À ma question de savoir s’il était prêt à sauver la Teleco, l’Ed’H et les autres entreprises publiques en faillite, Guiteau s’était contenté de répondre que l’expérience qu’il avait faite à la BNC pouvait être répliquée à toutes les institutions publiques roulant au bord de l’abîme. Dommage ! Les bandits ne lui ont pas laissé le temps de sauver d’autres institutions publiques.
Notre chère Haïti Thomas a perdu l’un de ses dignes fils. Celui qui a tout donné pour sa patrie a reçu, en récompense, une balle en plein visage, chez lui. Alors que partout dans le monde, il aurait été vénéré et comblé de médailles d’honneur. L’Haïti d’aujourd’hui a besoin des centaines et des milliers de Guiteau Toussaint. Pour l’ensemble des œuvres de Guiteau et pour l’honneur de la patrie, justice doit être faite.

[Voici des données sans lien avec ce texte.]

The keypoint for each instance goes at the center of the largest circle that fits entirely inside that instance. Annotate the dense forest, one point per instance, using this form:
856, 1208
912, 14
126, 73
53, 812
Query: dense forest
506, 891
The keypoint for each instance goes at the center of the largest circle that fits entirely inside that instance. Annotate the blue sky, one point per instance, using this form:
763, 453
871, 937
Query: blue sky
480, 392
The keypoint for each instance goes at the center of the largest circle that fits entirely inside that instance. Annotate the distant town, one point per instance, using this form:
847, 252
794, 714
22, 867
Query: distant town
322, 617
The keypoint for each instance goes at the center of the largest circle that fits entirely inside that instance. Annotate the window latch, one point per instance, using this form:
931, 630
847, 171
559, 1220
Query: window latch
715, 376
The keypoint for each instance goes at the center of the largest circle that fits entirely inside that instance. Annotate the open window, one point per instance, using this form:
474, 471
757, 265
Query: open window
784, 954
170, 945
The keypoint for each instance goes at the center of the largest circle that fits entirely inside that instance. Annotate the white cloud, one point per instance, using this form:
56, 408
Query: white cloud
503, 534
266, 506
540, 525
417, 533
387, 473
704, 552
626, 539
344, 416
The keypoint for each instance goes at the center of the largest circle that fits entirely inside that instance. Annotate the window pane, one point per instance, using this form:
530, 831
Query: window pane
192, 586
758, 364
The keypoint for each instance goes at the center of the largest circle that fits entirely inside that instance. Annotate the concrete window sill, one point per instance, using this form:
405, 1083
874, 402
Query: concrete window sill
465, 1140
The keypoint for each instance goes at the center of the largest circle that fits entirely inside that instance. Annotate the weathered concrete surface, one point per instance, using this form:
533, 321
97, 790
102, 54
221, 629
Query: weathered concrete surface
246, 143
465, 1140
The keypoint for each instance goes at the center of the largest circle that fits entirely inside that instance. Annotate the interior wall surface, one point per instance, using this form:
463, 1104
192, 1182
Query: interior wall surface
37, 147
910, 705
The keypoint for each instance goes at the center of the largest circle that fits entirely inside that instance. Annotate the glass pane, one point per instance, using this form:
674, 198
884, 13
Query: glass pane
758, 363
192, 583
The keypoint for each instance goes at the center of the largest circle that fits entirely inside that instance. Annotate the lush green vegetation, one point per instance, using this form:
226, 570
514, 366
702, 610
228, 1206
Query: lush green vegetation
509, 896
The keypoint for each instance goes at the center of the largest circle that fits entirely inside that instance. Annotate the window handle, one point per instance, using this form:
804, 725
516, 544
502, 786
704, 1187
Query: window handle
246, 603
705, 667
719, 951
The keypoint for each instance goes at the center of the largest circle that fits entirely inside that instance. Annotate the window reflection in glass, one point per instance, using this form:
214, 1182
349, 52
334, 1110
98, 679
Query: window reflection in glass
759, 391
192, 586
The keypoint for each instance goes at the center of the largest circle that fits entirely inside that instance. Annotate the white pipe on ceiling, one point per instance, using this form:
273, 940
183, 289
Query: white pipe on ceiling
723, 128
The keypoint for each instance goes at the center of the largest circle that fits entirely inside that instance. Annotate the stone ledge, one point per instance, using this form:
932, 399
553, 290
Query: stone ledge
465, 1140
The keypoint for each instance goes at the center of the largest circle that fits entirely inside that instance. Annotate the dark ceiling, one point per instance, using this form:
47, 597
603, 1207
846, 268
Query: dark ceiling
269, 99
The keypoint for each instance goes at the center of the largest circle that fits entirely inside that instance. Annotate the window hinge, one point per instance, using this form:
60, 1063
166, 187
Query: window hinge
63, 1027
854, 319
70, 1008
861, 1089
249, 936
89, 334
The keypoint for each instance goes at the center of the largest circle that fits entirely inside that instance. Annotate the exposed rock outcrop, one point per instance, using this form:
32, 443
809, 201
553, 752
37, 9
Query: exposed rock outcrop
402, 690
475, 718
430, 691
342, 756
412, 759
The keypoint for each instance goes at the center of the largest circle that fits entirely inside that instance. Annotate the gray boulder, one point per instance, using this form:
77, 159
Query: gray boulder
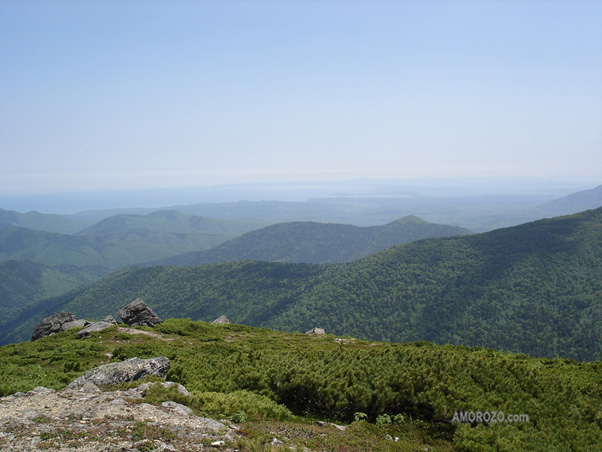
76, 324
51, 325
137, 313
221, 319
110, 319
93, 328
123, 372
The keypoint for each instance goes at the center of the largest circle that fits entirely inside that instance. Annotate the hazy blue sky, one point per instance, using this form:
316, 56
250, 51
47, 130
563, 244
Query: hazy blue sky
121, 94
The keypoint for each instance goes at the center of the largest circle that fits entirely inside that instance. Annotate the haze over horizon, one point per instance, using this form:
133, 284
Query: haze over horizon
98, 96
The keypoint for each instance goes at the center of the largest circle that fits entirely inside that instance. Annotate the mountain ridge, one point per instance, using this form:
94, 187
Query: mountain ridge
534, 288
315, 243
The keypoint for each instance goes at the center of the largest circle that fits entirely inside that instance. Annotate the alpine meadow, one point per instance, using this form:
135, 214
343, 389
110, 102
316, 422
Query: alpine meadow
300, 226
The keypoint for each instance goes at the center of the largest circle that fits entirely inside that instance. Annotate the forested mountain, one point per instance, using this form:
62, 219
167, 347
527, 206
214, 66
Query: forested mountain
153, 226
119, 241
310, 242
575, 202
23, 283
534, 288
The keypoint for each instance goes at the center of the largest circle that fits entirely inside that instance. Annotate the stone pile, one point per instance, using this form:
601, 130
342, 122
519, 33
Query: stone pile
137, 313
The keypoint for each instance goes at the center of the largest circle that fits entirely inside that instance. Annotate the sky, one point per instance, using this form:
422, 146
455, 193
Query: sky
136, 94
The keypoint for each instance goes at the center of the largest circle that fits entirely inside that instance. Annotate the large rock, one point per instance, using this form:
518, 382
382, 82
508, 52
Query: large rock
137, 313
220, 320
51, 325
316, 331
123, 372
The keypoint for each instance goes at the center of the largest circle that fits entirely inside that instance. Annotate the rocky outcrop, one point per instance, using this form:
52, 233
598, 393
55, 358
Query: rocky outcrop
80, 323
94, 327
122, 372
138, 313
87, 419
221, 319
110, 319
316, 331
52, 325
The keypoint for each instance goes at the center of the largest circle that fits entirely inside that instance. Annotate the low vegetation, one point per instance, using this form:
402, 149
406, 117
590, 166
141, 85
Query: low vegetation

Mais le plus dur à accepter est que l’État haïtien reste muet face à la disparition de ses plus fidèles serviteurs. Neuf ans plus tard, l’enquête se poursuit encore. On ne réclame plus de justice pour Guiteau. Pas même l’Association professionnelle des banques (APB). Comment un grand commis de l’État peut-il connaître un tel destin sans provoquer l’indignation de ses collègues ? Je ne peux m’empêcher de penser à l’ancien directeur de la Commission nationale des marchés publics (CNMP), l’ingénieur Robert Marcello, lui aussi ancien cadre de la BNC. Ou encore à l’ex-directeur central de la police judiciaire, Michaël Lucius, criblé de balles en rentrant chez lui. Que dire des nombreux policiers morts sur les lieux de travail ?
Mon cher Guiteau, tu ne seras jamais effacé de la mémoire des gens qui t’ont connu ! De ton vivant, des universités étrangères voulaient étudier le sauvetage de la BNC comme « succes story ». Tu as marqué positivement ton passage sur cette terre. Tu fais donc partie d’une catégorie très rare.